One Simple Trick to Lift Women Workers Out of Poverty

Women make up two-thirds of low-wage workers, including as child care workers, home health aides, restaurant servers, hair stylists, and more. These are essential workers, and they aren’t paid enough. But worse, for women workers without kids at home, the tax credit designed to help them is often too low to offset their taxes. 

This means that many of them are pushed into—or deeper into—poverty.   

Fortunately, we know how to fix this. Currently, the Earned Income Tax Credit (EITC)—which is targeted to workers with low and moderate incomes—is very small for most workers without children at home and doesn’t provide any benefit to young childless workers (24 or younger) or older childless workers (65 and above). This is partially why people paid the federal minimum wage who do not have kids at home may be pushed below—or further below—the poverty line by the income and payroll taxes they need to pay.  

But this all changed in 2021: the American Rescue Plan Act helped prevent many of these workers from being taxed into poverty by expanding the EITC for childless workers. In 2021, childless workers could receive an EITC of up to $1,502 (triple the previous maximum amount) and childless workers 19-24 and 65 and above could receive the EITC for the first time.    

The EITC helped lift many women with low incomes out of poverty in 2021. And the expansion especially helped young workers of color: about 40 percent of all young Black and Latinx adults (ages 19–24) became newly eligible for the EITC. This expansion was critical for many young women of color who continue to face a high unemployment rate: In May 2023, the unemployment rate for Black women ages 20–24 was over 9 percent. 

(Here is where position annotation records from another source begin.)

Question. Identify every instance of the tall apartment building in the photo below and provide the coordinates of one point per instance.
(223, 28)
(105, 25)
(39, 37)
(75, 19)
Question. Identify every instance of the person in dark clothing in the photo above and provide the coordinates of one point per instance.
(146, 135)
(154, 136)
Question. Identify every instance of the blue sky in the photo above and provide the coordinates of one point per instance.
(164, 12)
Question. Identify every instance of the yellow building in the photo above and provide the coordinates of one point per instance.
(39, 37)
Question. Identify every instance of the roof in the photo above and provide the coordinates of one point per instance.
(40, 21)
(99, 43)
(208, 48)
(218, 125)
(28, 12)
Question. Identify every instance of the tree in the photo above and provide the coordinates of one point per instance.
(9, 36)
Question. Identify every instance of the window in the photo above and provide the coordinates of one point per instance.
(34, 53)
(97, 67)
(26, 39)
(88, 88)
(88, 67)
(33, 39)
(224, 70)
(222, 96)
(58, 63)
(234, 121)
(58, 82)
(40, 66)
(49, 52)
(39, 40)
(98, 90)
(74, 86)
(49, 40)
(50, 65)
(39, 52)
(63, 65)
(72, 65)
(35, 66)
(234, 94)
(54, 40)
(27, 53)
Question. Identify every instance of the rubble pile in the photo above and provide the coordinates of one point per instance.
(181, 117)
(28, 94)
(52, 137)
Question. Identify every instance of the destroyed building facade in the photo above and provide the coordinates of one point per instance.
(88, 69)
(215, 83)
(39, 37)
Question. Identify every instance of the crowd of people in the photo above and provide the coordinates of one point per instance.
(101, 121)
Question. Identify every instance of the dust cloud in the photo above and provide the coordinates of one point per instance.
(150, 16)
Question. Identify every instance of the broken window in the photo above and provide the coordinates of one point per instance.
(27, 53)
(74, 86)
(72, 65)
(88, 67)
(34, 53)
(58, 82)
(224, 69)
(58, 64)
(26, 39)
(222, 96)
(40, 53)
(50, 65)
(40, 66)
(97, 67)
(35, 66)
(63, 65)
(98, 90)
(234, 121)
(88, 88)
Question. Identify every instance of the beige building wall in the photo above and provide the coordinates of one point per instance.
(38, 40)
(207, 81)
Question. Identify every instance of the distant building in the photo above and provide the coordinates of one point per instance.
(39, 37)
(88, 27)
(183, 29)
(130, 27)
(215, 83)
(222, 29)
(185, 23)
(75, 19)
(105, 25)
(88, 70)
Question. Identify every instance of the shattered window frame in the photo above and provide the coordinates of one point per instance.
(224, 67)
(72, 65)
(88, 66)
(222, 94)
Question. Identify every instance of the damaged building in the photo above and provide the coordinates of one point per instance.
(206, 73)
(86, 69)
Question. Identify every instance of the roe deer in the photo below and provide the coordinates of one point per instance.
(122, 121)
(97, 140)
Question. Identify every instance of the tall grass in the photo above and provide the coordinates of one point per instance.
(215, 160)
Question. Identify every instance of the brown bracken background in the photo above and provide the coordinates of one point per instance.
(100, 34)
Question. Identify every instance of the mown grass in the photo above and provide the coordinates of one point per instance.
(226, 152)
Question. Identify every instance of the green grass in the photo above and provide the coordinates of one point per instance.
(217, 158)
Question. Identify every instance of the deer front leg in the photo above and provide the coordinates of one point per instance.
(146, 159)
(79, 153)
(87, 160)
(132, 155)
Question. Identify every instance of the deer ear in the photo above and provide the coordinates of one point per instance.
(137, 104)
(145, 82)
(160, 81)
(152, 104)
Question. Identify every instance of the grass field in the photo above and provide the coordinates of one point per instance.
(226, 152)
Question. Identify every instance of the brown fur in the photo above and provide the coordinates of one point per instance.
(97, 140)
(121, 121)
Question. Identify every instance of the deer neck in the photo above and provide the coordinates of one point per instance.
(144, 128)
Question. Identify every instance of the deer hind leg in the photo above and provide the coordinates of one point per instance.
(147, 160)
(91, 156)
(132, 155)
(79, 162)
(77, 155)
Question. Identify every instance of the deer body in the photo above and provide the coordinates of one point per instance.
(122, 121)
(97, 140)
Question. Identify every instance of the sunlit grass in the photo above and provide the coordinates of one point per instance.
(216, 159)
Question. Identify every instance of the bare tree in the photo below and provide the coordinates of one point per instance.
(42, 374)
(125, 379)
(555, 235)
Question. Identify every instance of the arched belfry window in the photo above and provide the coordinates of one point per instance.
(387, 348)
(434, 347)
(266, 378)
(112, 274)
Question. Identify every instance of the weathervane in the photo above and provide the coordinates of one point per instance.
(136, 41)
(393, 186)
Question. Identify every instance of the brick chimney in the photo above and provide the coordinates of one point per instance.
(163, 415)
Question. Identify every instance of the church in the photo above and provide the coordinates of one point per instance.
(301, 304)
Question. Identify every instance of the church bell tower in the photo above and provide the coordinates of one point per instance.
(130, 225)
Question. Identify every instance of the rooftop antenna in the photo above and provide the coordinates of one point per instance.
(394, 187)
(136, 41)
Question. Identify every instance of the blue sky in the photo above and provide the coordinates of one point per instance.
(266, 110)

Unfortunately, the EITC expansion expired at the end of 2021, and this tax season many women workers will once again receive little to no EITC—and face possibly being taxed into poverty. 

This includes a wide range of women workers doing essential work: Working mothers whose children aren’t living at home. Women workers who are caring for elderly or disabled relatives. Young women workers who are supporting themselves for the first time. Older women who are approaching retirement.  

These women and more are largely shut out of a benefit designed to help low-income workers like themselves. The EITC overall has always especially benefited women and women of color, because women are more likely to work in low-paid jobs. Research shows that the EITC reduces gender and racial wage gaps, supports working women, and improves women’s health. 

And so, this EITC Awareness Day, while we seek to ensure that people know about—and claim—important tax benefits like the EITC this tax season. The EITC must be improved to better help all women workers who are paid low wages and do the critical work to keep our economy running.